Stil beginnen aan je plaat, waardoor de luisteraar de volumeknop naar rechts draait. En dan die luisteraar, een beetje oneerbiedig verwoord misschien, overstelpen met intellectueel gefriemel. Dat is wat Frederik Leroux en Kris Vanderstraeten doen op opener Wonderwel. Dat ietwat hogere volume is ook wel nodig om de subtiele klanken van de gitarist (Leroux) en percussionist (Vanderstraeten) tot zijn recht te doen komen.
Gentenaar Leroux en Hasselenaar Vanderstraeten houden sinds 2014 een tweewekelijkse improvisatiesessie in een uithoek van Zichem. Die sessies zorgen ervoor dat het duo heel goed op elkaar is ingespeeld, elkaar goed aanvoelt, en het stilaan tijd werd om eens een paar stukken aan een ruimer publiek (meer dan hen beiden) te laten horen. Want muziek voor een groot publiek is dit zeker niet. Ondanks het feit dat het initiële gefröbel in een stuk als Het Schuim Op De Golven al meer richting een lied begint te gaan, blijft het voor de meerderheid der zielen ongetwijfeld maar wat gepiel met gitaar en wat geklop op wat brol.
Atmosferische spielerei is een adequate verwoording van wat Zonder Webben heeft te bieden. Naïeve verwondering ook, bij het schrikken van een sporadische klingelbel, een verdwaalde roffel of een schrapend snaargeluid. Spelen met geluiden, elkaar versteld doen staan van een pas gevonden klank die de ander aanzet tot zoeken naar een antwoord. Abstractie is natuurlijk nooit veraf, waardoor de hoes van de plaat goed past bij de muziek.

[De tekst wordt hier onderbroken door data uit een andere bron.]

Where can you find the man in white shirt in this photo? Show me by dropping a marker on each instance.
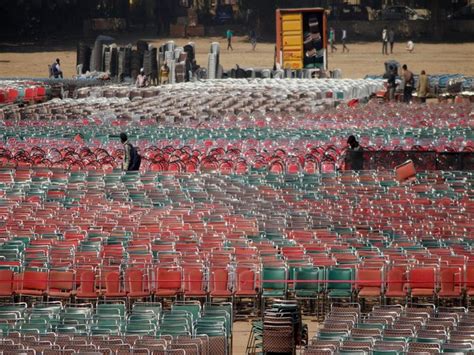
(384, 41)
(142, 80)
(344, 38)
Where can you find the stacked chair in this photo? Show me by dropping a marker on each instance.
(416, 328)
(52, 327)
(280, 331)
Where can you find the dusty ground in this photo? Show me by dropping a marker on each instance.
(242, 329)
(364, 58)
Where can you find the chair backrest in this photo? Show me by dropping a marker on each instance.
(246, 280)
(396, 278)
(369, 278)
(193, 279)
(168, 278)
(340, 274)
(470, 276)
(274, 278)
(112, 282)
(61, 280)
(219, 280)
(450, 279)
(405, 171)
(135, 280)
(304, 275)
(6, 282)
(422, 278)
(34, 280)
(87, 281)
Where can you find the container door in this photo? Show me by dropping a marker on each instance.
(292, 40)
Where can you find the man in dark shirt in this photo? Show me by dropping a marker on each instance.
(355, 156)
(391, 85)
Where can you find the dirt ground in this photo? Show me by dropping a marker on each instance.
(363, 58)
(242, 330)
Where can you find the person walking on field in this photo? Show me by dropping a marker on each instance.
(408, 83)
(332, 39)
(131, 158)
(423, 87)
(391, 86)
(391, 39)
(344, 39)
(229, 36)
(56, 69)
(253, 39)
(384, 41)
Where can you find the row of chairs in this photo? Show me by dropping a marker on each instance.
(415, 328)
(209, 327)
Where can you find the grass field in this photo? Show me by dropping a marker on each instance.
(363, 58)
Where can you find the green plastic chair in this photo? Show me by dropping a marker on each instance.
(277, 288)
(340, 290)
(305, 290)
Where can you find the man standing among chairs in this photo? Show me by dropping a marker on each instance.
(344, 39)
(131, 158)
(56, 69)
(384, 41)
(355, 155)
(229, 36)
(391, 39)
(332, 39)
(408, 84)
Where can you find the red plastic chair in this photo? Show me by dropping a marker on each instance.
(219, 286)
(87, 289)
(422, 282)
(194, 286)
(469, 282)
(6, 284)
(137, 284)
(369, 282)
(32, 284)
(113, 286)
(61, 284)
(396, 286)
(246, 282)
(450, 282)
(168, 282)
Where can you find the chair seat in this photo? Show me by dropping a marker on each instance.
(422, 292)
(221, 293)
(197, 293)
(453, 293)
(56, 293)
(30, 292)
(138, 294)
(115, 294)
(306, 293)
(247, 293)
(273, 293)
(370, 292)
(339, 294)
(395, 294)
(166, 293)
(87, 295)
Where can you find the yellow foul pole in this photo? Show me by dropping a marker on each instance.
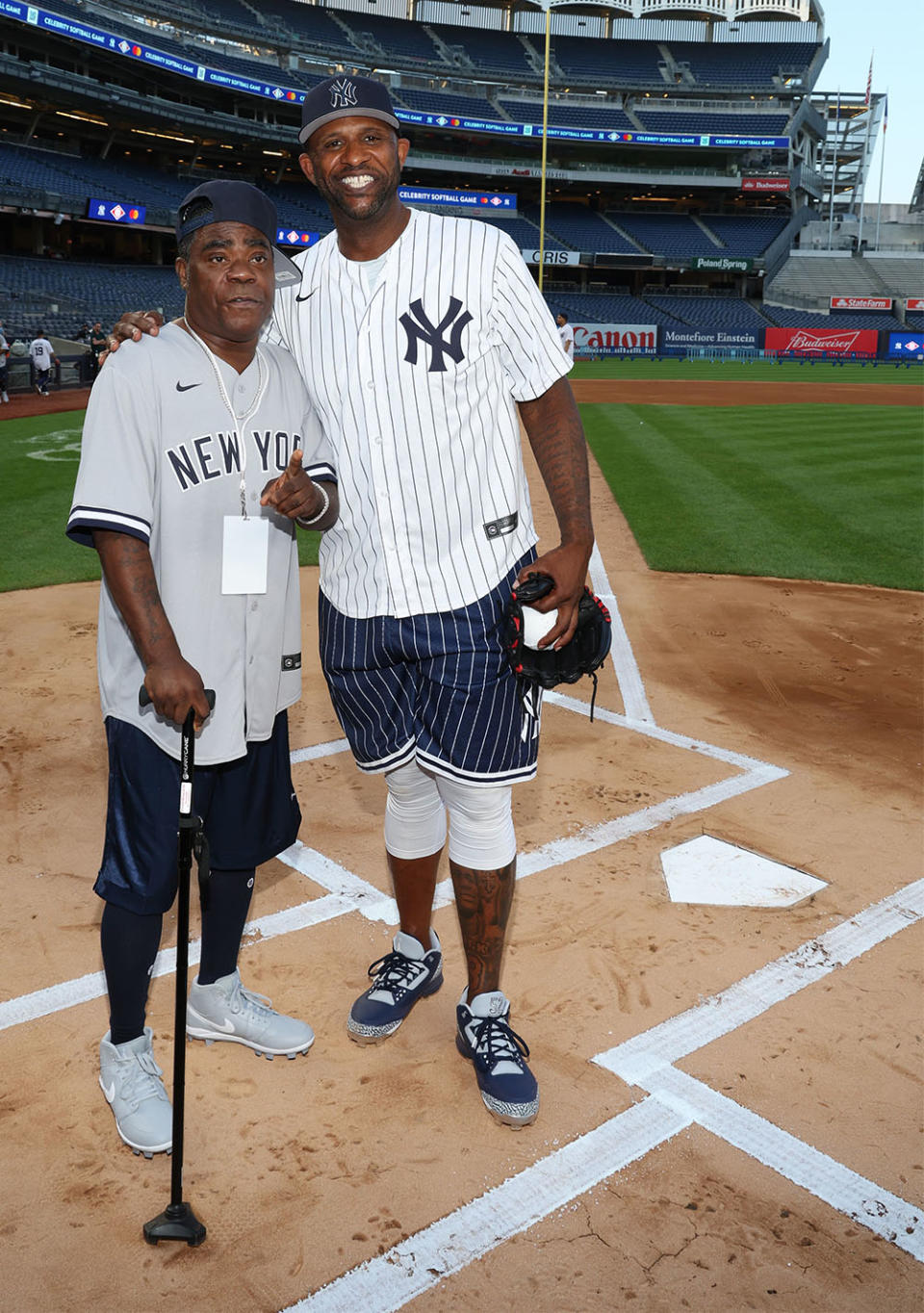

Vanaf Nachternoen lijkt het alsof het duo voor de tweede helft van hun werkstuk meer denkt aan het maken van iets dat lijkt op een nummer, meer dan klanken produceren die elkaar en de luisteraar uitdagen. Daardoor wordt die helft niet alleen voor de makers, maar ook voor de luisteraar een stuk uitdagender en interessanter. Als Leroux en Vanderstraeten zo verder doen, gaan ze nog tot een afgebakend nummer komen met een soort van melodie. Meer gooien en smijten zouden we durven stellen, de valkuil van een hitlijst wenkt.